Crikey, the sound in here is great. The wee promoter girl was hyping it before, and I admit I was sceptical, but she was right, The Pete Green Corporate Juggernaut are on stage and they sound awesome.
Stadium Pete Green. The songs re-arranged for the whole band rather than just solo stuff with a band accompanying. Everything I Do Is Going To Be Sparkly, Dr Beeching, Monday Morning, they all sound so cohesive now, so big it fills the room. There's only a few of us who can hear the lonely ghost of solo troubadour Pete behind the songs.
This site has been following Pete Green's progress from floppy hair popster, to frontman with the mighty 'Juggernaut beside him, right there on the cusp of world domination now. If only the NME don't take offence at Best British Band Supported By Shockwaves.

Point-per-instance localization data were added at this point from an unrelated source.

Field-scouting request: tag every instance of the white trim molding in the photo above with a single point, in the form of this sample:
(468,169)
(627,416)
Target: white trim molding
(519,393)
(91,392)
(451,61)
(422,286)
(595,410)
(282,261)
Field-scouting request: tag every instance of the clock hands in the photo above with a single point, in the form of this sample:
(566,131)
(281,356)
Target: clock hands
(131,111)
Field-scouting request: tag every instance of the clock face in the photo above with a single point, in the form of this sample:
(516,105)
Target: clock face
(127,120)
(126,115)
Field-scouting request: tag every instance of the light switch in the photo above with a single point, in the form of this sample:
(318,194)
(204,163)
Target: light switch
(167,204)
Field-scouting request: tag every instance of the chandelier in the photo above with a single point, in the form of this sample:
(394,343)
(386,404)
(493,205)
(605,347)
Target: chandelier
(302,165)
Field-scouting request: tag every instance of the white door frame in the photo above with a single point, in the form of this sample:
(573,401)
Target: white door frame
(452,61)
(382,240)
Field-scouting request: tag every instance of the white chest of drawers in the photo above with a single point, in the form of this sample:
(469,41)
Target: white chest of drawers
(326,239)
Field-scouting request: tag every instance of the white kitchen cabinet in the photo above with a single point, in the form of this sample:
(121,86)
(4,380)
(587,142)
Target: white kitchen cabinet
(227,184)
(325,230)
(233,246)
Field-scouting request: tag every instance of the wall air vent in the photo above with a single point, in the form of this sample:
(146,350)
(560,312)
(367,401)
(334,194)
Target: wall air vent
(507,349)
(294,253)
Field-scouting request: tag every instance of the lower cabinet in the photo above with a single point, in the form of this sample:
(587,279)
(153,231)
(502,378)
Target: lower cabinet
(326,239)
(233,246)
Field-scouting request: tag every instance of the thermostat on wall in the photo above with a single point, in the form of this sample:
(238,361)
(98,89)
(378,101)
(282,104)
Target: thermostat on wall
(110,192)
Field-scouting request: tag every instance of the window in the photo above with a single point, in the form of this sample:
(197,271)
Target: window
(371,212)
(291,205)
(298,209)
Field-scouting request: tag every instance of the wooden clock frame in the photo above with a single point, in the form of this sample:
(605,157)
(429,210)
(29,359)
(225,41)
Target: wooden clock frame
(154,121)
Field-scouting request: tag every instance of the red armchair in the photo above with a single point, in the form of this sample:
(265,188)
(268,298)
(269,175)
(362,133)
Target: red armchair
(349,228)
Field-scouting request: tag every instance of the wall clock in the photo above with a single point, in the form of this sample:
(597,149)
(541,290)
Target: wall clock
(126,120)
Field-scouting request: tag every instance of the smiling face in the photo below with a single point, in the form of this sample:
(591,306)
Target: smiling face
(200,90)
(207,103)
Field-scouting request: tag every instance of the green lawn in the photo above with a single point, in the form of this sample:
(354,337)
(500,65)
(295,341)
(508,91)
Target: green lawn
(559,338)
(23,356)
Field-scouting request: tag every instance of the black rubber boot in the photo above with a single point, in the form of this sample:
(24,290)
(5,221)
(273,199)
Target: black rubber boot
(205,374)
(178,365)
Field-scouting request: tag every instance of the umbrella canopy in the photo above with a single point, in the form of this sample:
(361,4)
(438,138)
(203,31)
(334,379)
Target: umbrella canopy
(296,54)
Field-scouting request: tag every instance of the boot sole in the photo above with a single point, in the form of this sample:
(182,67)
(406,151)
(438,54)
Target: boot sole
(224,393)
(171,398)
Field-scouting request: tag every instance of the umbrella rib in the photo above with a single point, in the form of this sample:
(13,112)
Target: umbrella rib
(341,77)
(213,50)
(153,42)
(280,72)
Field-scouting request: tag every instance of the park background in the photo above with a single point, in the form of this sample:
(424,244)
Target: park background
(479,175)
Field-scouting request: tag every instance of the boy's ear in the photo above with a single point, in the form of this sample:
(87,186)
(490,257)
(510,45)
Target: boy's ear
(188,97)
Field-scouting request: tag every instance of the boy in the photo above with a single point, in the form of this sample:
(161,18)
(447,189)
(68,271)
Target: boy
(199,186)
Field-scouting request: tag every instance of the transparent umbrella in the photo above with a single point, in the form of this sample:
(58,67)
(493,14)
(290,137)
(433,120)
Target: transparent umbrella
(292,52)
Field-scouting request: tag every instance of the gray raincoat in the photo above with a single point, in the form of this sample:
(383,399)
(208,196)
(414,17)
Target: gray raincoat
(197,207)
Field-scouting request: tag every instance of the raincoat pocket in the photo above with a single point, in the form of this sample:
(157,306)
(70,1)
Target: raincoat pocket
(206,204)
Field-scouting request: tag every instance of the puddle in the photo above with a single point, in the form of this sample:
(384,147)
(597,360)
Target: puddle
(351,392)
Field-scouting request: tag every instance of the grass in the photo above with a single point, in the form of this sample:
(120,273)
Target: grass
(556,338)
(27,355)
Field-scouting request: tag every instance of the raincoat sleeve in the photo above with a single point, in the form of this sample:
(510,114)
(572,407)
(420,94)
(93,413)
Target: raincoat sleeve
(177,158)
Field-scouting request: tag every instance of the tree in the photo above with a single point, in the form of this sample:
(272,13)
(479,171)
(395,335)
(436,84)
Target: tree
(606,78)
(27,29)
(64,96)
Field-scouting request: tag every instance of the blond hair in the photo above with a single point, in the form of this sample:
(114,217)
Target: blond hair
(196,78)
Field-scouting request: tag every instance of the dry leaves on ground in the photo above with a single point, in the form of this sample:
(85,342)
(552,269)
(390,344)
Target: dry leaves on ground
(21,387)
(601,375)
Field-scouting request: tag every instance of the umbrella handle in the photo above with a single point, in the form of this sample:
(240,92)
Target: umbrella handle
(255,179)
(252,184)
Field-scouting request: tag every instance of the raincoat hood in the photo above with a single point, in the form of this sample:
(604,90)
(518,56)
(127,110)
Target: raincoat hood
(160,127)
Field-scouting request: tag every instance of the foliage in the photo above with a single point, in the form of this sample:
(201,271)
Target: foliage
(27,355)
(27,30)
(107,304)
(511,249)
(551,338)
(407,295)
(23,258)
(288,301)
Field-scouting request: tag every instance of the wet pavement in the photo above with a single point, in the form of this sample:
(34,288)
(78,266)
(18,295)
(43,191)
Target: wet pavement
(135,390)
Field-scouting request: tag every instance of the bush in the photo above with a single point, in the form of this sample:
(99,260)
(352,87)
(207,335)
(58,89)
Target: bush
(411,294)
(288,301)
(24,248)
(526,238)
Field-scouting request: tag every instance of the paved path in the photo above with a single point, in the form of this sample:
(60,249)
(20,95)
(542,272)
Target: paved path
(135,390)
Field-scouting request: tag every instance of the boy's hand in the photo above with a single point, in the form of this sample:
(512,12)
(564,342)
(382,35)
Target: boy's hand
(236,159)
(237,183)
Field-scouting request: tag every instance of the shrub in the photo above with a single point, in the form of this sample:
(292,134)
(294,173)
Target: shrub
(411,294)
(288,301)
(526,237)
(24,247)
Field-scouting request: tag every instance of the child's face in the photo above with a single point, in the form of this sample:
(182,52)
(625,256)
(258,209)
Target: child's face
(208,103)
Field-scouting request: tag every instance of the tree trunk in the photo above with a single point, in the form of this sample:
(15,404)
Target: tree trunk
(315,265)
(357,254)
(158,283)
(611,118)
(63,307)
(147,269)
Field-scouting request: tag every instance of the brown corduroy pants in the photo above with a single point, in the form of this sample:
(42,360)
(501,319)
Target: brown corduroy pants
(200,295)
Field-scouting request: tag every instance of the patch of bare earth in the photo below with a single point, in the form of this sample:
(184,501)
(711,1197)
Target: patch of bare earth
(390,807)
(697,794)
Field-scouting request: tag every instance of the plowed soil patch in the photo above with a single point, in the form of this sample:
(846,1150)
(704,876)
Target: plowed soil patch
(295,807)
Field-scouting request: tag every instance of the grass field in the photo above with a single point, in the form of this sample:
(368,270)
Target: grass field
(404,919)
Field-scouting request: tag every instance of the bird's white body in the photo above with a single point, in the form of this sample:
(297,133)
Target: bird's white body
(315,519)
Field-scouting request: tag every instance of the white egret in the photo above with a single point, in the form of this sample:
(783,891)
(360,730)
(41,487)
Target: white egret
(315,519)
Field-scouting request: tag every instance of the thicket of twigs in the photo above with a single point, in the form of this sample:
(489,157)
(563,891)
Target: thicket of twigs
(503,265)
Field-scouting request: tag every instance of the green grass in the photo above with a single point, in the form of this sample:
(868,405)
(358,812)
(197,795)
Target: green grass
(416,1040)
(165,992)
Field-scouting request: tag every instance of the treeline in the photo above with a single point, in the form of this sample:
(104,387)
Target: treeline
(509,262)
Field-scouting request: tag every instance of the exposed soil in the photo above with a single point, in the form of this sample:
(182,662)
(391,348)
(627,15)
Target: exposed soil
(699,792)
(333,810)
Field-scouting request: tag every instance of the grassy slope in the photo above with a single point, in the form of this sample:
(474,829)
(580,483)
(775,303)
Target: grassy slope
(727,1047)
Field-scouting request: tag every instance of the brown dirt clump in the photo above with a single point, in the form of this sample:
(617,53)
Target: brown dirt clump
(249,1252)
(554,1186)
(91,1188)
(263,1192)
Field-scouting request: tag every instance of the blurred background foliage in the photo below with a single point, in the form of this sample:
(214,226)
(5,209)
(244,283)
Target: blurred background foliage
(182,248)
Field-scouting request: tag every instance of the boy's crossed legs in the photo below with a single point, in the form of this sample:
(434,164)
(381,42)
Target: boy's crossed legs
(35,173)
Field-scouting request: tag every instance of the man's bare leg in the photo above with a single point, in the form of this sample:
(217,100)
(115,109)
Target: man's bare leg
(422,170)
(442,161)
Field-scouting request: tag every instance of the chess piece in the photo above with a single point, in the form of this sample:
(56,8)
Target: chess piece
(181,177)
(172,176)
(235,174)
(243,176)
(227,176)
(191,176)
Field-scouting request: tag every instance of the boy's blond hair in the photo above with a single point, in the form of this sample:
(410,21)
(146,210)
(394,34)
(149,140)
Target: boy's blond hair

Actually I keep meaning to say, whilst its a fine sentiment behind his song Hey Dr Beeching, the sort of paradoxes that would arise from what he proposes are seriously bad. If Stephen Moffat ever hears of it there'll be an interesting bank holiday special next year.
He does a wonderful speech before the final song, The Day of the Popshow, about how Indietracks doesn't have to end, you don't have to be at a train museum in the Midland, you just have to go to shows, start a fanzine, start a band and do it. There was barely a dry eye in the place.
Next up in this post-Indietracks popfest are The Deirdres, as utterly shambolic as always, bristling with their youthful energy and occasionally songs they haven't rehearsed for months.
Sophie's magic sentient feedback guitar and the chap who was forever runnig round the stage finding neglected instruments to play before running back to a microphone, any microphone to sing his next line.
The drums were a bit too loud this evening, and there were other bits of the mix that needed tweaking. Luckily the folks in the crowd still had the sound from Indietracks in there ears, The Deirdres can do no wrong. The was crowd surfing, there was reaching to touch Russell, and it was quite spectacular when Sophie actually took a run up and launched herself into the mosh pit.
Its the final night of The Smittens' UK tour, there's a little sadness in the air. As they point out, many folk in the crowd have followed them around for the past two weeks.
Crikey, I think I've seen Colin and Dana play seven times since they got here. Am I going to miss them or just back to business as usual? The Smittens were my summer holiday.
These songs I'd never heard before, now so familiar, 100 Roses, Gumdrops, the one where they try to get the audience to pretend to be bumblebees, Stop the Bombs, with the Pocketbooks, those dudes are crooks lyric, made me squeee a little.
There were hip hop bass noises coming from the club upstairs that only Dana could here at first then the rest of us, but it didn't distract from the stream of magic on stage, the instrument swapping and the joy.
I think Sapphire ought to sound a little more like Belle and Sebastian's Sleeping the Clock Around.
They finished with Gentlefication Now! (The La La La Song), a fabulous one for singing along to. But even afterwards, when the rest of the band were packing up, Colin was still playing some song about Justin Timberlake that he didn't know the words to, just for some guys in the audience.
It was a long drive home from Nottingham back to London, my ipod on shuffle, Sapphire comes on, and smiled a little.